Saturday, August 16, 2008

Feast of the Dormition

Happy Feast! Sorry I haven't been posting much lately. Even though it's summer and the rest of Greece is on vacation, this has been a busy time for me. I'm trying to get something done on my dissertation by the beginning of September, in addition to my usual work of translating (I'm working on a book of essays on the topic of "The Church and Eschatology.")

Anyway, yesterday was the Feast of the Dormition -- the Summer Pascha, as they call it here. We had a very nice Liturgy in the morning at our parish of St. George's here in Panorama. At the end of Liturgy, we did the service of the Lamentations to the Theotokos in front of an icon of the Dormition in the center of the church.

In the evening, as is our parish custom, we went to one of our local monasteries here in
Panorama (our favorite one), which is dedicated to the Dormition. I've posted about the monastery many times before -- they have about 50 nuns and their spiritual father is Abbot George of Grigoriou.

They do the Lamentations service as part of the Vespers on 15 August itself and--as with most of the services at this monastery--many, many people come.

As last year, the protosyngellos (chancellor) of Thessaloniki led the service at the monastery. You can see him in the center of the bottom photo (I'm off to the left).
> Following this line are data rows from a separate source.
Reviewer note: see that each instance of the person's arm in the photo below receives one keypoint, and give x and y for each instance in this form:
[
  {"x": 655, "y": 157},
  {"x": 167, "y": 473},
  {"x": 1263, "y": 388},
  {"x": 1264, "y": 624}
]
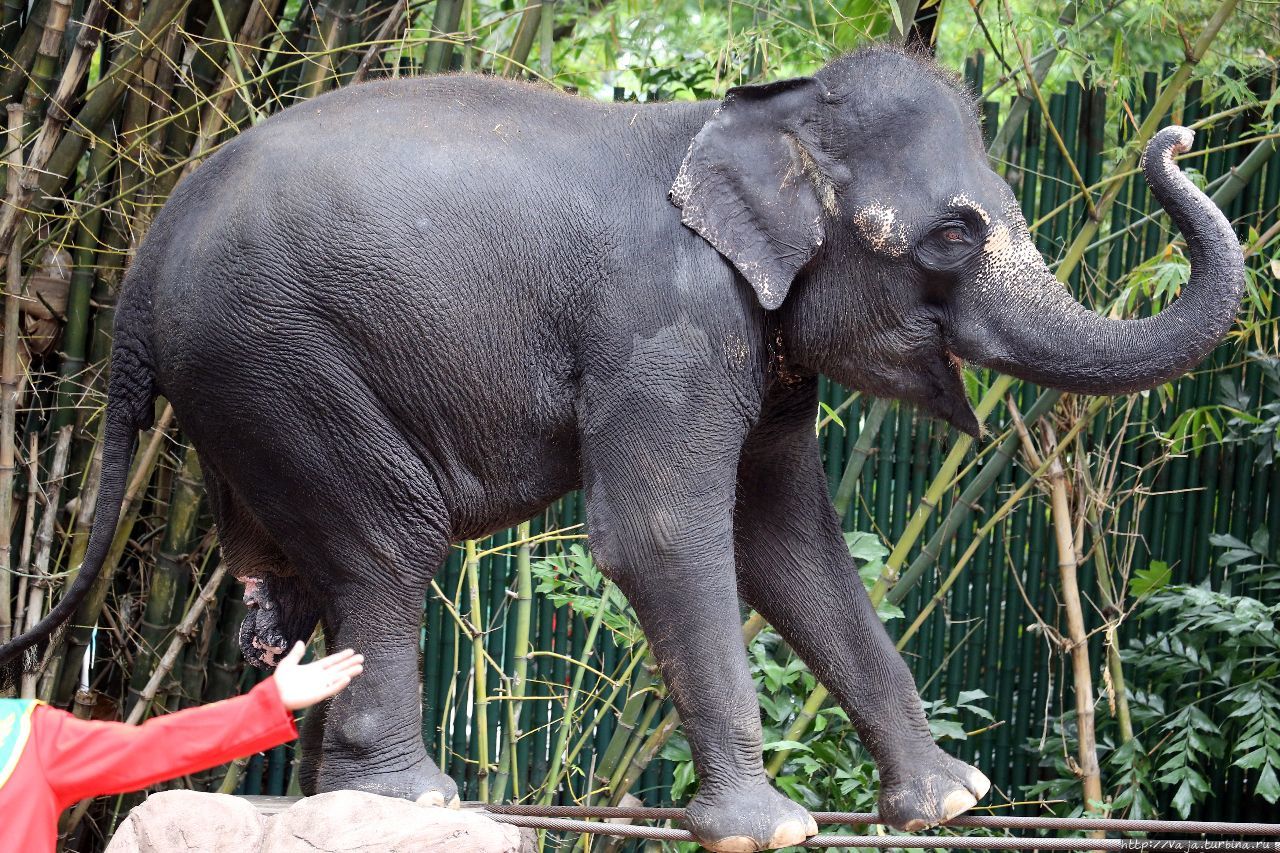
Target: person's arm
[{"x": 85, "y": 758}]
In the middle photo, you can see the abbess of the monastery, Melania, carrying the icon of the Theotokos.

Pelagia also took some video, which I've put together below (it's 2:49 long). At the beginning, you get a view of the monastery's courtyard and the church, and you can hear the Lamentations being sung through the speakers. (The church is usually so crowded that many people--especially Westerners who are used to the idea of "personal space" and temperatures below 125--go outside.) The rest of the video is from the procession at the end of the service. We walked around the monastery, stopping in four places, including the monastery's cemetery, to pray. The procession ended on the steps up into the church (the last photo), where the protosyngellos, Fr. Ioannis, gave a nice talk about the Panagia as the mother of all Christians, who are the body of the her Son.

Afterwards, the monastery offered everyone a very nice kerasma (treat) -- a dessert that was so good it was hard to believe it didn't have milk! The few who were able to squeeze into the archondariki with Fr. Ioannis and the abbess heard some very nice stories about miracles of St. Demetrios.